Following a massive, deadly fire sparked by the derailment of a train in Quebec, questions are being asked about the safety of hazardous goods rail networks in British Columbia.

Early Saturday morning, a parked train carrying crude oil rolled away and crashed, sparking multiple explosions and a major fire in the community of Lac-Mégantic. Thirteen people have been confirmed dead and around 50 remain missing as of Monday.

The incident has shone the spotlight on the contentious political debate over oil transportation and Canada's rapidly expanding oil-by-rail industry.

Four years ago, just 500 rail car loads of oil were moved by Canadian railways. By the end of this year, it is expected to be more 140,000 loads. In the future, B.C. could see a large chunk of that share.

Earlier this year, newspaper tycoon David Black said although he would prefer a pipeline, Alberta crude could be sent to his proposed refinery in Kitimat by rail.

John Bennett, speaking for the Sierra Club, said the increase of oil shipments by rail could only lead to a predictable, disastrous outcome in light of current safety requirements.

"We've been looking at how we can put pressure on the federal government to improve the safety, but it hasn't taken it seriously and this is the result," Bennett told CBC News.

At least major two rail accidents involving dangerous goods have happened in B.C. in the last eight years.

In 2005, half a million fish were killed in the Cheakamus River after a CN train went off the rails near Squamish, spilling 45,000 litres of sodium hydroxide.

In 2009, CN pleaded guilty to violating the Federal Fisheries Act in that incident.
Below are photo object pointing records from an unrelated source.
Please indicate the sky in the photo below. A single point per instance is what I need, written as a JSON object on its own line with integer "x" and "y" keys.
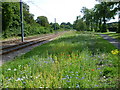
{"x": 62, "y": 10}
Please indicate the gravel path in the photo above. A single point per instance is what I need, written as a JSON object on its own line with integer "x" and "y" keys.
{"x": 115, "y": 42}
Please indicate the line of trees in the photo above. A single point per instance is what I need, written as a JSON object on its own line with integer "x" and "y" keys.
{"x": 96, "y": 18}
{"x": 11, "y": 21}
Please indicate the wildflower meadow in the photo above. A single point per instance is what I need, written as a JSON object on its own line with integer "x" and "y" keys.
{"x": 73, "y": 60}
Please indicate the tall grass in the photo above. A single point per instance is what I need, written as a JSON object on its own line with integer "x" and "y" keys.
{"x": 75, "y": 60}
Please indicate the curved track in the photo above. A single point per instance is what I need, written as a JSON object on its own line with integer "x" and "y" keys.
{"x": 11, "y": 48}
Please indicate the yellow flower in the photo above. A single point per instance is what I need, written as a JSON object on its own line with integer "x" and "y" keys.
{"x": 115, "y": 51}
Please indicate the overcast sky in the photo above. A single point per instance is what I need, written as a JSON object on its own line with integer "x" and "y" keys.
{"x": 62, "y": 10}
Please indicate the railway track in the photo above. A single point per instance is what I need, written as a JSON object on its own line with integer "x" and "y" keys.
{"x": 11, "y": 48}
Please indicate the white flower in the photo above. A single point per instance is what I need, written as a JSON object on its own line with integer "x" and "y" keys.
{"x": 19, "y": 79}
{"x": 9, "y": 69}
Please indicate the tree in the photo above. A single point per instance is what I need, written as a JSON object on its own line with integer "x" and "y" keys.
{"x": 55, "y": 26}
{"x": 79, "y": 25}
{"x": 43, "y": 21}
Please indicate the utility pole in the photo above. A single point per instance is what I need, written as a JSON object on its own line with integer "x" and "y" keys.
{"x": 21, "y": 20}
{"x": 55, "y": 23}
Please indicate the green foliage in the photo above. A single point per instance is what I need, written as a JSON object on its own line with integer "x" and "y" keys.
{"x": 11, "y": 21}
{"x": 71, "y": 61}
{"x": 97, "y": 17}
{"x": 43, "y": 21}
{"x": 79, "y": 25}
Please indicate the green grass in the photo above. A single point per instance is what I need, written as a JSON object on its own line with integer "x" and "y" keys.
{"x": 113, "y": 35}
{"x": 75, "y": 60}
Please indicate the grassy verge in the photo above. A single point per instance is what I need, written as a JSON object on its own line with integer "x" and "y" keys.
{"x": 75, "y": 60}
{"x": 113, "y": 35}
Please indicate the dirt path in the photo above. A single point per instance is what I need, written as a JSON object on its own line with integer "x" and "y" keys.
{"x": 115, "y": 42}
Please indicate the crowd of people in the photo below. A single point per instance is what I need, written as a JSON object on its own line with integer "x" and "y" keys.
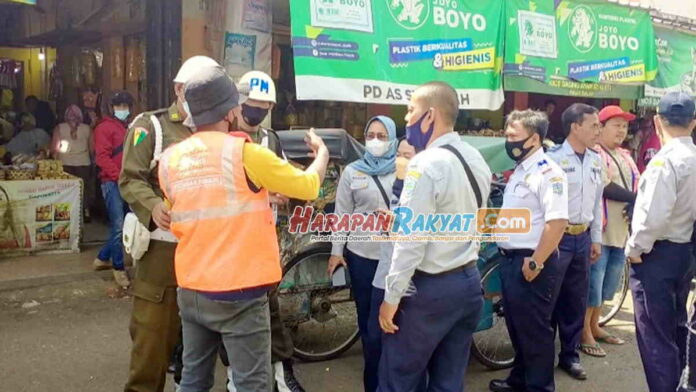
{"x": 202, "y": 180}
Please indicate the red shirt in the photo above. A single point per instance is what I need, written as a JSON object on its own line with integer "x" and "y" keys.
{"x": 109, "y": 136}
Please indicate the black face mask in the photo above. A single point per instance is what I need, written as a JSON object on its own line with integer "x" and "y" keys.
{"x": 516, "y": 150}
{"x": 253, "y": 115}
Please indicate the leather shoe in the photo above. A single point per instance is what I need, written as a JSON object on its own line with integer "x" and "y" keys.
{"x": 502, "y": 386}
{"x": 575, "y": 370}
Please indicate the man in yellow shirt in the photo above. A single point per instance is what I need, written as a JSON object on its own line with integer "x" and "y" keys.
{"x": 227, "y": 257}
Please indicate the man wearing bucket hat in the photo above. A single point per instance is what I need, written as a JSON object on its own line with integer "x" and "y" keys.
{"x": 227, "y": 259}
{"x": 660, "y": 248}
{"x": 155, "y": 325}
{"x": 261, "y": 98}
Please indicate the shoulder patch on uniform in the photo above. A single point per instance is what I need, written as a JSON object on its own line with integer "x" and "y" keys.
{"x": 557, "y": 188}
{"x": 139, "y": 135}
{"x": 657, "y": 162}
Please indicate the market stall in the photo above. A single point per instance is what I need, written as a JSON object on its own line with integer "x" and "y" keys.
{"x": 40, "y": 209}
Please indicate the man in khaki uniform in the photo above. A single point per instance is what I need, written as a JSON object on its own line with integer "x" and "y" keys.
{"x": 155, "y": 324}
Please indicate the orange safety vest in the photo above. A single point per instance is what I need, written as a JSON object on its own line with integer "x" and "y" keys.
{"x": 227, "y": 237}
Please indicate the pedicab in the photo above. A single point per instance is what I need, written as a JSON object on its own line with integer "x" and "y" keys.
{"x": 319, "y": 310}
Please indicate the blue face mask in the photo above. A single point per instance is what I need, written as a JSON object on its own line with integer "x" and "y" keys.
{"x": 121, "y": 114}
{"x": 415, "y": 137}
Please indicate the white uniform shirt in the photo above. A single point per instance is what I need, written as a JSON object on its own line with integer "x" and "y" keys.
{"x": 358, "y": 193}
{"x": 665, "y": 207}
{"x": 540, "y": 185}
{"x": 585, "y": 186}
{"x": 437, "y": 183}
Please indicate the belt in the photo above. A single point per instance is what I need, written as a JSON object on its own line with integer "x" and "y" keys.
{"x": 577, "y": 229}
{"x": 162, "y": 235}
{"x": 516, "y": 252}
{"x": 469, "y": 265}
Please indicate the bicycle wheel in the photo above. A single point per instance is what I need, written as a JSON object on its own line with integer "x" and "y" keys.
{"x": 611, "y": 308}
{"x": 321, "y": 316}
{"x": 491, "y": 344}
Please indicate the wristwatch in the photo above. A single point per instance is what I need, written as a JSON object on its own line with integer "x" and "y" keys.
{"x": 533, "y": 265}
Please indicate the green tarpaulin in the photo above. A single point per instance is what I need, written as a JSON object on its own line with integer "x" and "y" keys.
{"x": 379, "y": 51}
{"x": 676, "y": 71}
{"x": 587, "y": 48}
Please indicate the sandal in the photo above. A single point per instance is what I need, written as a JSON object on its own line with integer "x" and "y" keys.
{"x": 611, "y": 339}
{"x": 593, "y": 350}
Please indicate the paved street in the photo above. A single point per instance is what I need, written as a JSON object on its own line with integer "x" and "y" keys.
{"x": 65, "y": 334}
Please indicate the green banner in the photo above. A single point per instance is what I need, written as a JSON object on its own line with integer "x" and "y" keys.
{"x": 379, "y": 51}
{"x": 574, "y": 45}
{"x": 676, "y": 55}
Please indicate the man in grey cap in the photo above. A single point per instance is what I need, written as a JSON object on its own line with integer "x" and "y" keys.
{"x": 227, "y": 258}
{"x": 660, "y": 249}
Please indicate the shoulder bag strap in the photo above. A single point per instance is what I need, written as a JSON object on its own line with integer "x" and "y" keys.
{"x": 381, "y": 190}
{"x": 469, "y": 174}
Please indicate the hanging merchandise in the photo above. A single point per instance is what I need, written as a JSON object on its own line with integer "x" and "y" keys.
{"x": 73, "y": 77}
{"x": 117, "y": 62}
{"x": 89, "y": 98}
{"x": 88, "y": 66}
{"x": 8, "y": 74}
{"x": 141, "y": 60}
{"x": 6, "y": 99}
{"x": 55, "y": 88}
{"x": 132, "y": 61}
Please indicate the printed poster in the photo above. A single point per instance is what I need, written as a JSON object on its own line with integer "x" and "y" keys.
{"x": 40, "y": 215}
{"x": 257, "y": 15}
{"x": 340, "y": 55}
{"x": 240, "y": 50}
{"x": 343, "y": 14}
{"x": 537, "y": 34}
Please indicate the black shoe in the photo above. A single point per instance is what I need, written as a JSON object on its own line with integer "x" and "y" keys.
{"x": 575, "y": 370}
{"x": 288, "y": 383}
{"x": 502, "y": 386}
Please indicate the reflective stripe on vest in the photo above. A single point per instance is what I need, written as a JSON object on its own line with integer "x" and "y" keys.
{"x": 227, "y": 237}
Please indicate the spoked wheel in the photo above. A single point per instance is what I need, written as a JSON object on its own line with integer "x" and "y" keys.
{"x": 611, "y": 308}
{"x": 320, "y": 315}
{"x": 492, "y": 345}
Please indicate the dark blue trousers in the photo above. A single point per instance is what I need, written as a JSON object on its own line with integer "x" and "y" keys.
{"x": 569, "y": 314}
{"x": 436, "y": 325}
{"x": 660, "y": 287}
{"x": 528, "y": 310}
{"x": 374, "y": 338}
{"x": 362, "y": 272}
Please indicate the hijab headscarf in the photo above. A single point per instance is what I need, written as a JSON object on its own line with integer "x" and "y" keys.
{"x": 73, "y": 116}
{"x": 378, "y": 166}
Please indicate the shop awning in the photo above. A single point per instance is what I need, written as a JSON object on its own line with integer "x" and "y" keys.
{"x": 60, "y": 37}
{"x": 587, "y": 48}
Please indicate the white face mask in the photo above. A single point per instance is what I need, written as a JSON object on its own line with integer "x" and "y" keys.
{"x": 377, "y": 147}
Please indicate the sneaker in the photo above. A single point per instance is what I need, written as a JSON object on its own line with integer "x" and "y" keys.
{"x": 100, "y": 265}
{"x": 285, "y": 377}
{"x": 121, "y": 278}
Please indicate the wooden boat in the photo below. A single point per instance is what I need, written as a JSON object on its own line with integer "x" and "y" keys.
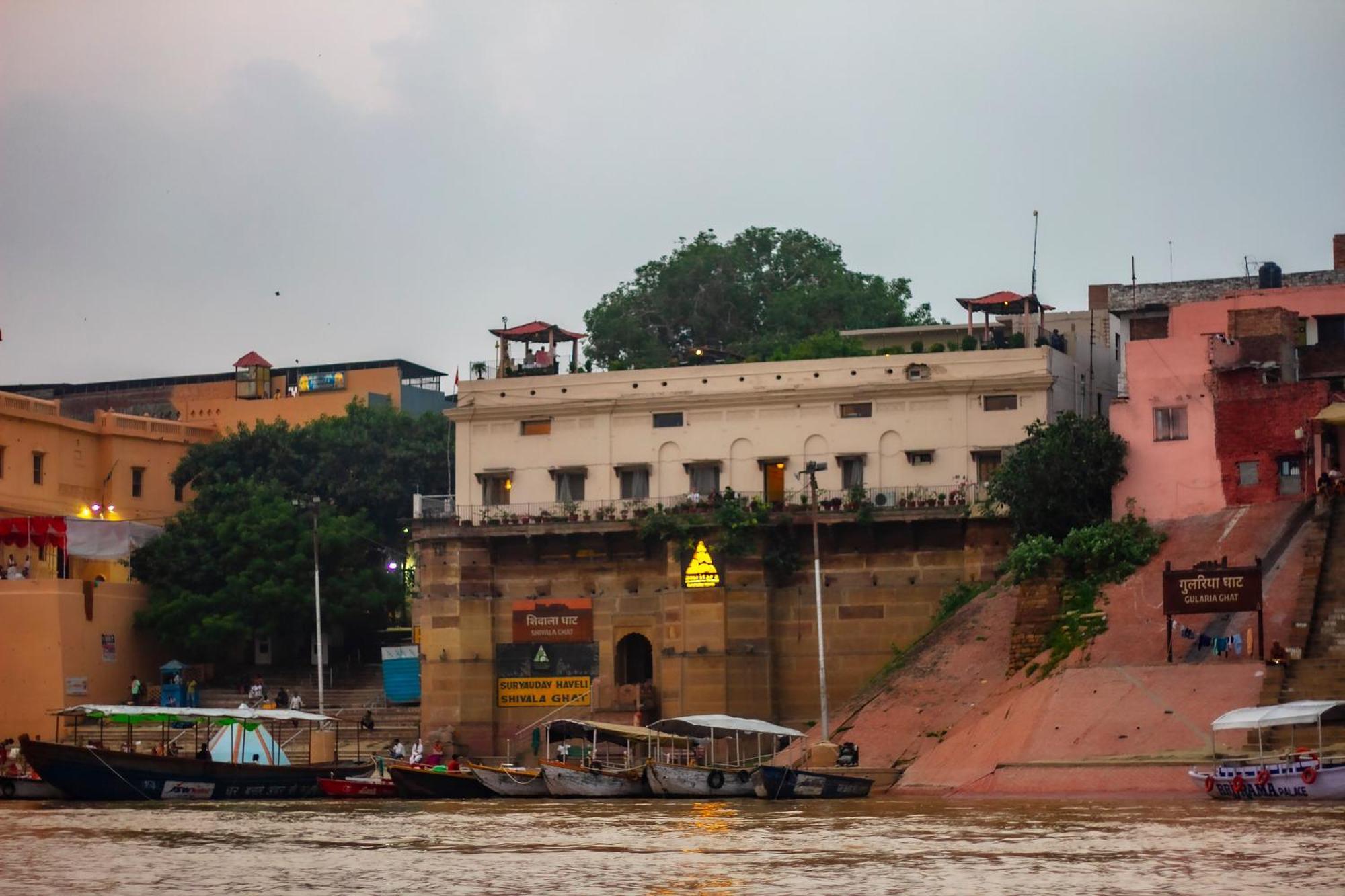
{"x": 84, "y": 772}
{"x": 1300, "y": 774}
{"x": 564, "y": 779}
{"x": 21, "y": 787}
{"x": 782, "y": 782}
{"x": 422, "y": 782}
{"x": 508, "y": 780}
{"x": 362, "y": 787}
{"x": 709, "y": 780}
The company was fined $400,000.

In 2007, two CN trains carrying fuel and lumber collided, sparking a massive blaze along the Fraser River near Prince George.

Hazardous goods info not clear

Freight trains commonly carry dangerous goods across B.C., but information on specific items and the amounts hauled is not always easy to confirm.

CN Rail says it doesn't ship oil through B.C. right now. CP Rail, which does, wouldn't tell CBC News what volume of oil or other dangerous goods it currently ships through the province.

Burlington Northern Santa Fe, which has tracks running up from the United States through White Rock, says it does ship some petroleum products, but wouldn't provide further details. A BNSF spokesperson said the company's trains go slowly and the goods are carried in newer, safer rail cars.

Wayne Baldwin, the mayor of White Rock, B.C., says the Quebec disaster is extremely concerning to his community.

"It's always a concern and has been. Way before we heard about Quebec, of course, there are other accidents that have occurred with rail safety, and it's an ongoing issue," he said.